Conkers relieve all kinds of complaints, from toothache to rheumatism, as long as you keep them in your left trouser pocket – although there are some regions where people believe they should be put in the right pocket. Medicinal or magical plants can be picked at many different times – just before sunrise or perhaps at midnight, during the new or the full moon – but dozens of cures and spells agree that it must be done with the left hand, preferably with the thumb and ring finger.

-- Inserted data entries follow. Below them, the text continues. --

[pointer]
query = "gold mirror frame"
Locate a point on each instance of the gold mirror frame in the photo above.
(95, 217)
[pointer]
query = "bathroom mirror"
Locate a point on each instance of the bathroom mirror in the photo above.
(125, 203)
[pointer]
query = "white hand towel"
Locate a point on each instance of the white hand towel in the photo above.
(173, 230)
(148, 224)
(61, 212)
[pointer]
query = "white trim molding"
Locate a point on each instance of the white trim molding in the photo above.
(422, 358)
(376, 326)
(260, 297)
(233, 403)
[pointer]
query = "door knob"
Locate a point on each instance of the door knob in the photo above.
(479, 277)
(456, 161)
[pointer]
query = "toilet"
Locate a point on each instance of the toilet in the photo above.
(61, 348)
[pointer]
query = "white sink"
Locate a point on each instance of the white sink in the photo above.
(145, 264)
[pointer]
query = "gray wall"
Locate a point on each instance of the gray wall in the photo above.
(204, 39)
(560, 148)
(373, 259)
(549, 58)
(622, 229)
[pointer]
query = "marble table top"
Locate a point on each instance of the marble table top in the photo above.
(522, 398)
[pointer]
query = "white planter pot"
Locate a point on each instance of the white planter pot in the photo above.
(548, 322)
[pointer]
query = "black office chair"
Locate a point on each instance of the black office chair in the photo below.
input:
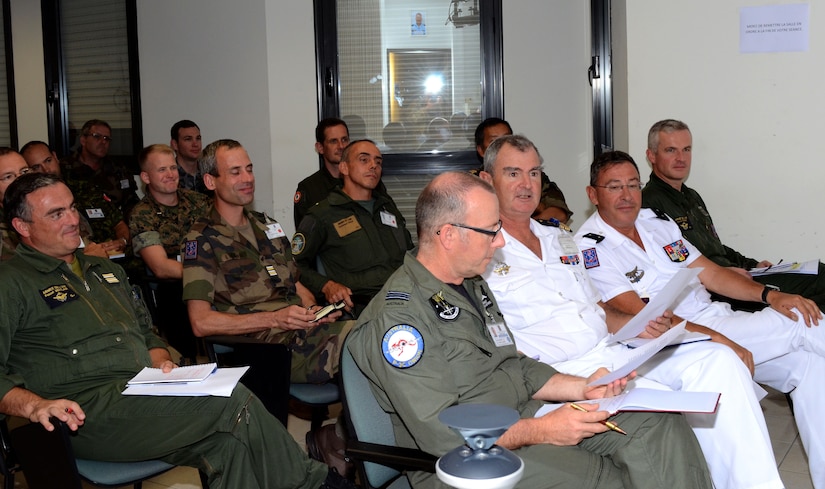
(371, 444)
(48, 462)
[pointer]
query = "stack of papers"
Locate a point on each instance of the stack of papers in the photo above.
(194, 380)
(810, 267)
(641, 399)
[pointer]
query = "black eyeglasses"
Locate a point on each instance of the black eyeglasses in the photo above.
(487, 232)
(99, 136)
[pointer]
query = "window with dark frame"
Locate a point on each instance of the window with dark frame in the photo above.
(8, 113)
(418, 93)
(92, 72)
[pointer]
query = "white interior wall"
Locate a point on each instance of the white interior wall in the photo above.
(207, 60)
(546, 94)
(29, 74)
(754, 118)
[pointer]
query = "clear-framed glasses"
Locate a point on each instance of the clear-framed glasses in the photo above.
(616, 188)
(489, 232)
(11, 176)
(99, 137)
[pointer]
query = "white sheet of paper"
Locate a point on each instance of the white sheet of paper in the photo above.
(641, 399)
(810, 267)
(221, 383)
(634, 357)
(657, 305)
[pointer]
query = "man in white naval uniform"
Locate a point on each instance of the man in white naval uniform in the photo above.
(631, 255)
(555, 314)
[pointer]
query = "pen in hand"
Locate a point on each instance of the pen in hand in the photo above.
(613, 426)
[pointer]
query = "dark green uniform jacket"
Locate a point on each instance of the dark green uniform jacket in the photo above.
(356, 248)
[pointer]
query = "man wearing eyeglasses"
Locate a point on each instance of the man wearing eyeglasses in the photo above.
(556, 316)
(631, 253)
(434, 337)
(105, 191)
(358, 235)
(12, 165)
(670, 152)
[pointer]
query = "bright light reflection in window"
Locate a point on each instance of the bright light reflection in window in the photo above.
(433, 84)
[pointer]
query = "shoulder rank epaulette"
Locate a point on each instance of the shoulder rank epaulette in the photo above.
(553, 222)
(660, 214)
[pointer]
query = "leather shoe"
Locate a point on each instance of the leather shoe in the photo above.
(326, 446)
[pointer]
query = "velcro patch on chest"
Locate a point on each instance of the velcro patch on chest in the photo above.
(346, 226)
(402, 346)
(57, 295)
(190, 250)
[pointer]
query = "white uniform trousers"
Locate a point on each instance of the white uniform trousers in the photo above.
(734, 439)
(790, 357)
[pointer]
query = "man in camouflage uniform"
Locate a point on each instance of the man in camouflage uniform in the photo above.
(186, 141)
(158, 224)
(239, 276)
(79, 333)
(12, 165)
(358, 237)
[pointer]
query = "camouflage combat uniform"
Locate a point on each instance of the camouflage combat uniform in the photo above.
(152, 223)
(8, 238)
(112, 182)
(238, 277)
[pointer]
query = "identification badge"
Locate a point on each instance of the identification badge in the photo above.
(677, 251)
(95, 213)
(274, 230)
(110, 278)
(499, 334)
(346, 226)
(389, 219)
(568, 246)
(57, 295)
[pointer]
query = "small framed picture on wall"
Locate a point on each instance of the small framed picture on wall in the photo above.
(418, 23)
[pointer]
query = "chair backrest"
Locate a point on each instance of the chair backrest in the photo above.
(368, 421)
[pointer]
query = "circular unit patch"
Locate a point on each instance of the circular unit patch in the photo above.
(402, 346)
(298, 243)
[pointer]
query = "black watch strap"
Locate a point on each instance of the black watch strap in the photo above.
(765, 291)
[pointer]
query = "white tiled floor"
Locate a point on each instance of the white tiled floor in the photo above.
(793, 464)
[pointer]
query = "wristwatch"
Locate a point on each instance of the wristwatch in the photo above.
(768, 288)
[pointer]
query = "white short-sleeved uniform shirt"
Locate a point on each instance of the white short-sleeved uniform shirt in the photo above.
(618, 265)
(549, 303)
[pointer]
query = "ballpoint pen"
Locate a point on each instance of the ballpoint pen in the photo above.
(613, 426)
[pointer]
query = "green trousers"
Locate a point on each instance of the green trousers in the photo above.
(234, 440)
(659, 452)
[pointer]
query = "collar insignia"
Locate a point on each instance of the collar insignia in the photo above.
(501, 269)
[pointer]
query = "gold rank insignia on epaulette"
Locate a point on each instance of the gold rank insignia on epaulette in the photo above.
(553, 222)
(660, 214)
(598, 238)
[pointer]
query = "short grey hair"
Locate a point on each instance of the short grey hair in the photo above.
(443, 201)
(667, 126)
(519, 142)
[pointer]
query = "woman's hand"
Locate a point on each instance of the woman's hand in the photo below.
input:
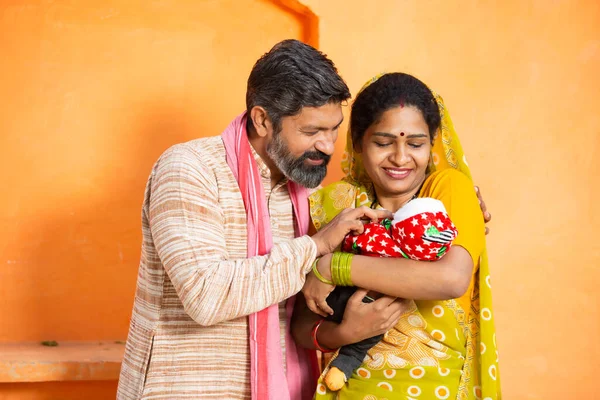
(487, 217)
(348, 220)
(365, 320)
(316, 292)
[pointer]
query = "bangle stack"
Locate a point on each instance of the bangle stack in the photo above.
(341, 264)
(318, 274)
(314, 337)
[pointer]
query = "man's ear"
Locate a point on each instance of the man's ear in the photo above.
(260, 121)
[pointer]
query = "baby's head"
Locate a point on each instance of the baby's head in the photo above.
(423, 229)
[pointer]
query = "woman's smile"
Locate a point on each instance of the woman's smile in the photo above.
(397, 173)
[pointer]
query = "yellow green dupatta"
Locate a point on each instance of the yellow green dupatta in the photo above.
(417, 359)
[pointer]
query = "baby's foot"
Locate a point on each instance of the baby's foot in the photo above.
(335, 379)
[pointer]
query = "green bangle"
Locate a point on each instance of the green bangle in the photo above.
(318, 274)
(341, 264)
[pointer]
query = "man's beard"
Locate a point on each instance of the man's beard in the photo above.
(295, 169)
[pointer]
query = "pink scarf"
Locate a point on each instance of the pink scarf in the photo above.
(266, 364)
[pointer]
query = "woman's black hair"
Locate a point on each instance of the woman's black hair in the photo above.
(389, 91)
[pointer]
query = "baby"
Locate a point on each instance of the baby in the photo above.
(421, 230)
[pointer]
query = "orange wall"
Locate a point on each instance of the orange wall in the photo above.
(93, 93)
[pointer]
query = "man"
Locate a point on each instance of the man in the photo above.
(219, 253)
(224, 242)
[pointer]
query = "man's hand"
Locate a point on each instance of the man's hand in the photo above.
(365, 320)
(487, 217)
(348, 220)
(316, 292)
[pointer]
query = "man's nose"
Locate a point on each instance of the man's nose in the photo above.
(326, 143)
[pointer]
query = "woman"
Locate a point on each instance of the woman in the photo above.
(444, 344)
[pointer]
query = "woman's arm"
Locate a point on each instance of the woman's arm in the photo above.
(447, 278)
(360, 321)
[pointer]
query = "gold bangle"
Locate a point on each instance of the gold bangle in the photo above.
(318, 274)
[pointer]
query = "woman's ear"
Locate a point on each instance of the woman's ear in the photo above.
(260, 121)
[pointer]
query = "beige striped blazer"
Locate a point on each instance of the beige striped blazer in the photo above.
(188, 336)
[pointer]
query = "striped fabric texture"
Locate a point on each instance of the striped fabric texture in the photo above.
(188, 335)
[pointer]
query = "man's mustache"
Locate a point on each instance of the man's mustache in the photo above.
(316, 155)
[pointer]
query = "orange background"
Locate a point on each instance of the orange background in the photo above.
(93, 92)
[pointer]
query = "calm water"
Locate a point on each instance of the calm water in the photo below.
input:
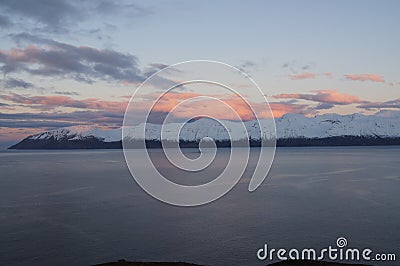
(83, 207)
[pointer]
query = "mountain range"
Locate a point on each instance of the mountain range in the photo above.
(382, 128)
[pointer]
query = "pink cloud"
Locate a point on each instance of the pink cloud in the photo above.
(324, 96)
(365, 77)
(306, 75)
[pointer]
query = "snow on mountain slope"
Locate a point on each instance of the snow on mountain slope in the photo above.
(80, 133)
(382, 124)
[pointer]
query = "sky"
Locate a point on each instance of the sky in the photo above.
(67, 63)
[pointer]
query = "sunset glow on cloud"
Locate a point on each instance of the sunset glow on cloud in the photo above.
(67, 67)
(365, 77)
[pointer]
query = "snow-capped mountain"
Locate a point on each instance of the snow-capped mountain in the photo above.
(382, 125)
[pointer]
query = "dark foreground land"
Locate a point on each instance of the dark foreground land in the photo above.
(93, 143)
(282, 263)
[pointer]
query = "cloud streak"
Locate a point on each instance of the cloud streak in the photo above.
(365, 77)
(46, 57)
(305, 75)
(332, 97)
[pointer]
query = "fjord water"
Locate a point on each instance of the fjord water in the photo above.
(81, 207)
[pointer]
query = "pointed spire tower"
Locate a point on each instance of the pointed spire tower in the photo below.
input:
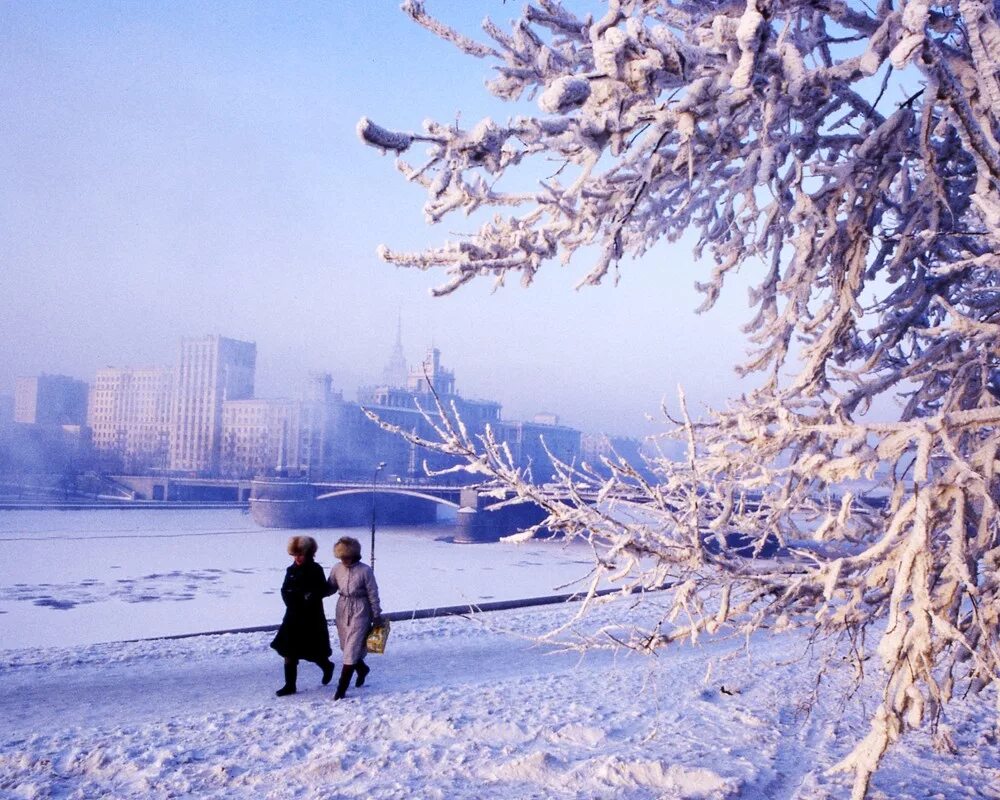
(395, 371)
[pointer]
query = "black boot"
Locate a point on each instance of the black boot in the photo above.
(346, 672)
(291, 673)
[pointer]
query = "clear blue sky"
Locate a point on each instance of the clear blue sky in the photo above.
(185, 168)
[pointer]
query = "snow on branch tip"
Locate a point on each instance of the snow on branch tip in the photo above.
(384, 140)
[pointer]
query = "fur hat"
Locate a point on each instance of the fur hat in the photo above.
(302, 545)
(348, 548)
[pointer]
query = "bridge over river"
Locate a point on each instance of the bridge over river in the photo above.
(289, 503)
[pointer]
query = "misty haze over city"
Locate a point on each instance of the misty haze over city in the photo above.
(178, 171)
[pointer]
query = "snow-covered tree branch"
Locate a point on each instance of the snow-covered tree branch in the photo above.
(848, 152)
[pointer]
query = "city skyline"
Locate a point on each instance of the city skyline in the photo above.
(196, 168)
(378, 377)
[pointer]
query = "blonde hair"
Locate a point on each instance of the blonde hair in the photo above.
(302, 546)
(349, 548)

All this suggests that the magic of the left hand is the magic of life and death, of sickness and health, including the healthy sickness we call love. This is the most important theme, one that recurs over and over again – far more so than trickery and deceit. Even official Catholic symbolism, which generally doesn’t seem to regard anything about the left side and the left hand in a positive light, has at least one incontrovertible rule that confirms the left’s connection with health, love and vitality. It concerns the marriage ceremony, in which the bride and bridegroom place rings on the ring fingers of each other’s left hands. This custom is derived directly from an ancient Roman engagement ritual,
*
a contract sealed with a ring on the left ring finger, the
digitis medicinalis
, which was seen as having a powerful influence on health. The ring afforded protection, and preserved love. Isidore of Seville wrote that people of his time believed an artery ran from the left ring finger straight to the heart. Perhaps that’s why the blood of this particular finger was required for the libido-boosting drink described on that Egyptian conjuring papyrus.

Another indication that European Christian civilization is thoroughly permeated by a belief in the connection between the left hand and health and vitality can be found on the ceiling of the Sistine Chapel in Rome, in the famous scene where God gives life to Adam. Naturally he does so with his right hand, but Adam, created a moment earlier in the image of God, accepts life with his left. This is remarkable, since left-handedness was generally seen as a characteristic of the Devil. An often heard explanation is that Michelangelo positioned Adam as he did be cause any other arrangement would have messed up the composition. That seems highly improbable. A pope who hires the best painter in the world to create a work of art at such a holy place wants his money’s worth. He surely can’t be palmed off with talk of the job being too difficult – and Julius
II
was hardly the easiest of popes.

There’s a quite different, well-documented, and for the church identifiable and acceptable reason for Adam’s left-handedness: the left hand represents life itself. We see this reflected in another panel of the same section of the ceiling, where Adam and Eve are thrown out of paradise. The fateful deed is depicted on the left: the eating of the forbidden fruit. On the right the consequences are shown. Two pitiful, remorseful and utterly despairing figures flee the implacable Angel of Death who floats above them. This angel is left-handed – and not, of course, because he’s meant to be a henchman of the devil, since he’s acting on God’s orders. No, his left-handedness indicates that this is a matter of life and death.

Adam receives life through his left index finger. Michelangelo, Sistine Chapel, Rome.